Cela fait des années qu’on travaille sur l’idée du chèque alimentaire. Selon nous, l’Etat doit donner à chacun la possibilité d’accéder à la société de consommation. On imaginait un produit qui serait commandé par les collectivités locales pour être distribué aux personnes en situation précaire ou fragile. L’idée est de répondre au droit fondamental à se nourrir, en laissant la liberté aux bénéficiaires d’acheter dans n’importe quel commerce, ce qui permet au passage d’éviter la stigmatisation des files d’attentes aux banques alimentaires. On a d’abord testé le dispositif à l’échelle locale, puis travaillé avec Biocoop pour l’élargir au plan national. Nous avons voulu montrer la faisabilité du dispositif, pour que le gouvernement s’en empare et le généralise – comme l’avait annoncé le Président de la République en 2022. Hélas, le ministère de l’économie et des finances a décidé d’enterrer ce dispositif. Pour UpCoop, les expérimentations locales continuent, notamment à Dijon, à Montreuil et dans le Gers, mais il n’y a plus – pour l’heure – l’ambition politique nationale que nous espérions.

Vous dirigez la plus grande SCOP – société coopérative et participative – de France. A l’heure où l’on parle de partage de la valeur, et d’augmentation des salaires face à l’inflation, c’est un modèle qui fait la différence pour les salariés ?

Nous sommes la plus grande SCOP de France en termes de chiffres d’affaires, avec près de 750 salariés- coopérateurs de l’entreprise. Ils participent au processus de gouvernance, à la prise de décision, élisent le conseil d’administration parmi leurs pairs et 45% du résultat leur est redistribué.

C’est un exercice complexe mais passionnant que de perpétrer ce modèle de groupe coopératif. Il faut une volonté et une vision politique. Il faut aussi faire cohabiter ceux qui n’ont pas les mêmes intérêts ni le même statut dans un même groupe composé au global de 3 250 salariés. En se développant à l’international, le groupe a repris des entreprises dont les salariés n’ont pas la culture coopérative. Prenez nos filiales dans les pays de l’Est par exemple : ces entreprises, marquées par leur histoire, ne tiennent pas à redevenir des coopératives car cela ne leur évoque pas que de bons souvenirs. Cela ne nous empêche pas de les inciter à développer à la fois la place du dialogue social et la concertation en invitant des salariés à participer à leur conseil d’administration. Là où il faut généralement 1000 salariés dans une entreprise pour que ces derniers soient représentés au Conseil d’Administration, chez nous, les salariés ont des représentants qui participent aux instances y compris dans nos petites filiales.

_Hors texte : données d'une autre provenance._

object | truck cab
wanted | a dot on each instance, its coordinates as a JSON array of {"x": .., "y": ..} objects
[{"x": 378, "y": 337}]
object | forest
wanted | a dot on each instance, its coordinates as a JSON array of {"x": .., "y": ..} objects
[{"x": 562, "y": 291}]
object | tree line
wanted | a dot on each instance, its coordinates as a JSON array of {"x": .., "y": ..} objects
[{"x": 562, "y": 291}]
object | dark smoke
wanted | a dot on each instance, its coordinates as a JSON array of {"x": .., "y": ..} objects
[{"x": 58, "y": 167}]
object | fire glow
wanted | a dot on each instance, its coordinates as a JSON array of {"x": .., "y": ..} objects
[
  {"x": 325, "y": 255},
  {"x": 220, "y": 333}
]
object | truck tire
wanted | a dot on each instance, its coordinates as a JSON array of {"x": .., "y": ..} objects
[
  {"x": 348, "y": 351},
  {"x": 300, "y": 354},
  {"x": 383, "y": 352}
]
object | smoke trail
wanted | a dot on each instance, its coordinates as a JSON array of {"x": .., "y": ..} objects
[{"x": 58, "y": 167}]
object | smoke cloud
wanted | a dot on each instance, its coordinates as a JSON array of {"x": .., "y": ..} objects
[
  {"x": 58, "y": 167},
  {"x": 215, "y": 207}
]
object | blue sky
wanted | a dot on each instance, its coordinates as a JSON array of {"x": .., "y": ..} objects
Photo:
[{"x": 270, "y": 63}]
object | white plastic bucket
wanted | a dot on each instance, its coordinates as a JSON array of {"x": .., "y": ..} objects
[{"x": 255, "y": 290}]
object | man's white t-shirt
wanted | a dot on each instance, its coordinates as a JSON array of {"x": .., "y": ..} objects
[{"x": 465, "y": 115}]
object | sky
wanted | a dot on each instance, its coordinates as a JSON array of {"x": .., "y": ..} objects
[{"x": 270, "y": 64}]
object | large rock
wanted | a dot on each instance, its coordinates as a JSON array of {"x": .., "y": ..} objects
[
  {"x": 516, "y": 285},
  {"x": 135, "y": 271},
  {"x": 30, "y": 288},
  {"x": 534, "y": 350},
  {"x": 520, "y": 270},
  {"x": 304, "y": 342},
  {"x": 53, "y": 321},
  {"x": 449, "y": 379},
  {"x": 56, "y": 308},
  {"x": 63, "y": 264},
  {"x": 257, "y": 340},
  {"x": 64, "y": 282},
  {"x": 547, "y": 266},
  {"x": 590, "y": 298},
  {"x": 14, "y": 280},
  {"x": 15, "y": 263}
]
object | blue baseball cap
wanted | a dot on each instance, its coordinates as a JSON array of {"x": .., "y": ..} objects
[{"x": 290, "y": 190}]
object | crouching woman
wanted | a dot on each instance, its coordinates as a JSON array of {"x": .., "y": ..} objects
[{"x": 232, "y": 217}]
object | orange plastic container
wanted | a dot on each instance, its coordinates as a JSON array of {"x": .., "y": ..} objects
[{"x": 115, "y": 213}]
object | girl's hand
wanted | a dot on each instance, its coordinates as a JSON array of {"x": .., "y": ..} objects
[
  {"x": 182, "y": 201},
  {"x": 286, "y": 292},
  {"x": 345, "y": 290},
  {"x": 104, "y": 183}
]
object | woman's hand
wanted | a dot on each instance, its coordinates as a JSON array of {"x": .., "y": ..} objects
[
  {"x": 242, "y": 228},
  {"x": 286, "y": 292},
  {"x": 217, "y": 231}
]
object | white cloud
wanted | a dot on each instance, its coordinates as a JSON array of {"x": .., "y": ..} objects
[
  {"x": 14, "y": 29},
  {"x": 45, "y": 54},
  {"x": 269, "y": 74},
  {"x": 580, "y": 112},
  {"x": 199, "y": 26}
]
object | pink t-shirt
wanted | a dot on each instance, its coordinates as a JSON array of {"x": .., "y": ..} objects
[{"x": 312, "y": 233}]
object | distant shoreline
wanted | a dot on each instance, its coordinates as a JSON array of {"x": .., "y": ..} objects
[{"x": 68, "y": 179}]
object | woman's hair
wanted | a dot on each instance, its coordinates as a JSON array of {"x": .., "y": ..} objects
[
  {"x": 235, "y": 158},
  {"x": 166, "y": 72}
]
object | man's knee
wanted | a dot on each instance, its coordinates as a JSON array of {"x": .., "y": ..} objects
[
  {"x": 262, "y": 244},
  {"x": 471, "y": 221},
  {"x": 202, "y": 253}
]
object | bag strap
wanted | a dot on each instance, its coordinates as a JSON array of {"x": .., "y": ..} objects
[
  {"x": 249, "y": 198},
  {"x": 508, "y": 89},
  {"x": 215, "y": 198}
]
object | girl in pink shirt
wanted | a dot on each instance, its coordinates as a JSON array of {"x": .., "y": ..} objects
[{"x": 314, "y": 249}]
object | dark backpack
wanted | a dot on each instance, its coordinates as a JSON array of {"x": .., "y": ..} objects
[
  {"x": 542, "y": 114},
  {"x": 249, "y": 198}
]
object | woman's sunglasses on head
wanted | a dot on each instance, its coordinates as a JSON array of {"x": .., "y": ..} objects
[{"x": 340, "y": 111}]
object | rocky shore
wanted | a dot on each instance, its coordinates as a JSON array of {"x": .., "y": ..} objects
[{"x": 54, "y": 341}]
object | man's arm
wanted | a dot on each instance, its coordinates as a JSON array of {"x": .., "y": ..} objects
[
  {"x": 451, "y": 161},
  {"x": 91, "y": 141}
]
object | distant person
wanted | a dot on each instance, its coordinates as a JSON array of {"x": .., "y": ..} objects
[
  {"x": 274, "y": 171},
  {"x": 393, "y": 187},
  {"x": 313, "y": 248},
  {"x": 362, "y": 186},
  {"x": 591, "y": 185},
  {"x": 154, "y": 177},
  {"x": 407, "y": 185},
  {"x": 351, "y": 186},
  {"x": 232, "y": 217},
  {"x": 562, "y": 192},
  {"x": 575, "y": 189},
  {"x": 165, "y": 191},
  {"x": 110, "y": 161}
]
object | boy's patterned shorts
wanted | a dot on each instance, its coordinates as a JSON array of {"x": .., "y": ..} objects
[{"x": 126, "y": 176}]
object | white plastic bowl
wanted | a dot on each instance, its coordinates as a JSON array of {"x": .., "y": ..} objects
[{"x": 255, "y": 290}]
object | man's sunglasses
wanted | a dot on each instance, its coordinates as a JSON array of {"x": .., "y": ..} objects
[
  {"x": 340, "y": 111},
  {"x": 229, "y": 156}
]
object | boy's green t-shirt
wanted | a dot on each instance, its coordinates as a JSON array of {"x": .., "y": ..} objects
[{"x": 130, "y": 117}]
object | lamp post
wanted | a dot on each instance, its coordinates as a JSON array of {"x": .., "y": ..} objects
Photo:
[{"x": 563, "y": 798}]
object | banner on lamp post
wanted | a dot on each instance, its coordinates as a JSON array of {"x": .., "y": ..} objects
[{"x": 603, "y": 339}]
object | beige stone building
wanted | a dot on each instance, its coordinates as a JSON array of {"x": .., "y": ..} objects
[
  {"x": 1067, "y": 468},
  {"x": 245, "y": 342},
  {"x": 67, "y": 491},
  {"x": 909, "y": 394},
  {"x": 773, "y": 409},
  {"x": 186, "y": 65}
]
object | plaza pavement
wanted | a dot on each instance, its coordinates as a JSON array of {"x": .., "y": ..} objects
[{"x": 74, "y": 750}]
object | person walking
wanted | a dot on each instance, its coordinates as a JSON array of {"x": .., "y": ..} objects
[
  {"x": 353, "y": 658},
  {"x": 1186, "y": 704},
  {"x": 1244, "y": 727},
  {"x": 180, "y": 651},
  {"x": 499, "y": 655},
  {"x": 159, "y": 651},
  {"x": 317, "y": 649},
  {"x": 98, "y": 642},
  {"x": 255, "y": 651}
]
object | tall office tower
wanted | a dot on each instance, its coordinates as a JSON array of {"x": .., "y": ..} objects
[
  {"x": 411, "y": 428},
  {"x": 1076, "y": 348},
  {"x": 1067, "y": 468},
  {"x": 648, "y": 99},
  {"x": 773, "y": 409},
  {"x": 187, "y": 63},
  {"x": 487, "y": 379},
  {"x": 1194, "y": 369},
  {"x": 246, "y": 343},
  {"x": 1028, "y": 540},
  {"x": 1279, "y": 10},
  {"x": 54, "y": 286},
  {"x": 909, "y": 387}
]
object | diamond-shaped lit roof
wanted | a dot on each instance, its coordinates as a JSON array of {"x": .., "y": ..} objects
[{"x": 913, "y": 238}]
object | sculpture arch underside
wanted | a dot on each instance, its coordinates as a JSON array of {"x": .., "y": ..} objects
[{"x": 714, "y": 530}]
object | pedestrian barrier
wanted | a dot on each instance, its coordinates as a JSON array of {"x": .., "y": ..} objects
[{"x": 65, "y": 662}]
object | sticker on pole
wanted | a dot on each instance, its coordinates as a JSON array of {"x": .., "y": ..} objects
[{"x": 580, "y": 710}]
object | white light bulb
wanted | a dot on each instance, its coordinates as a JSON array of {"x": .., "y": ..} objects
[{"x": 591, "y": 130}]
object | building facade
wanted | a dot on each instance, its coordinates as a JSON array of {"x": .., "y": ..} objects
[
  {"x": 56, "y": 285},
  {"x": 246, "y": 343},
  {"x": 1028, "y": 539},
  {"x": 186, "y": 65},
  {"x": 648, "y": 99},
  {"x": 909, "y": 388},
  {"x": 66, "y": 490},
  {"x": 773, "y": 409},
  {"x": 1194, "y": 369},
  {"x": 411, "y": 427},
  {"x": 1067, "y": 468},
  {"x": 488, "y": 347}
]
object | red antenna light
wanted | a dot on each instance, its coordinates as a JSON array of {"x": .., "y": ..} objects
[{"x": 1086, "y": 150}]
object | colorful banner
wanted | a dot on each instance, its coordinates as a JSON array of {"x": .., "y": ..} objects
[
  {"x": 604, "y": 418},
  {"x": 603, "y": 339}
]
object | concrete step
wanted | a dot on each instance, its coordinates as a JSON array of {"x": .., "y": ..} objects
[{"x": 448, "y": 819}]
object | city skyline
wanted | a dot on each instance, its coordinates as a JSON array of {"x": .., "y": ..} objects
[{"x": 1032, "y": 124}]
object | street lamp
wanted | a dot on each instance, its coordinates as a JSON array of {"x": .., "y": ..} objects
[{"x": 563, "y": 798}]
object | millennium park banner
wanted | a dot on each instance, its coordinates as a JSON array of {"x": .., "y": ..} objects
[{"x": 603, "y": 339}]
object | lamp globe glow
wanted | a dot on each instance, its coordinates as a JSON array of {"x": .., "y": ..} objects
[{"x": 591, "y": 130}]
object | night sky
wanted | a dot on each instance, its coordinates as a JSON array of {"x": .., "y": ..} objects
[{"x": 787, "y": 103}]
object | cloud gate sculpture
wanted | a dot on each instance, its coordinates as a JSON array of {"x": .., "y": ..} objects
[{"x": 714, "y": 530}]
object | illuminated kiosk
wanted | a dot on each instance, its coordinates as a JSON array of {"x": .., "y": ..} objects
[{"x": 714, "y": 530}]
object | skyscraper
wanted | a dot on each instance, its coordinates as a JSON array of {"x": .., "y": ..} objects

Se crée-t-il encore des SCOP et des coopératives aujourd’hui en France ? Encouragez-vous cette création ?

Oui, il se crée des coopératives et nous souhaitons qu’il y en ait davantage. Cela étant, être une coopérative signifie s’engager sur le principe « une personne égale une voix » à la place de « une action égale une voix ». C’est compliqué dans un monde imprégné d’une forte culture capitalistique, où c’est le capital financier qui détermine votre pouvoir de décision ou d’influence dans une entreprise.

Aussi je pense qu’il faut surtout tendre à poursuivre l’essaimage dans la société actuelle des valeurs coopératives et des valeurs de l’économie sociale et solidaire (ESS), qui sont des valeurs de modernisation. Prenons quelques exemples : dans la plupart des entreprises, 90% à 95% des personnes ont des idées mais on ne les sollicite pas ; le principe de l’objectif individuel cultive la priorisation des intérêts personnels ; les salariés ne sont pas suffisamment associés aux décisions et intéressés au résultat collectif. Aujourd’hui, la jeune génération est en quête de sens. Les jeunes ont envie d’être associés au fonctionnement de l’entreprise, ils ont envie de plus de participatif. Je pense que cela va se développer ; il se trouve que les valeurs et pratiques historiques de l’ESS correspondent aux enjeux de la société actuelle et aux attentes des individus. Les résultats du Groupe Up témoignent que ces pratiques n‘altèrent en rien l’efficacité de l’entreprise.

Quel est votre rapport personnel à l’information et aux médias ? Comment vous informez-vous ?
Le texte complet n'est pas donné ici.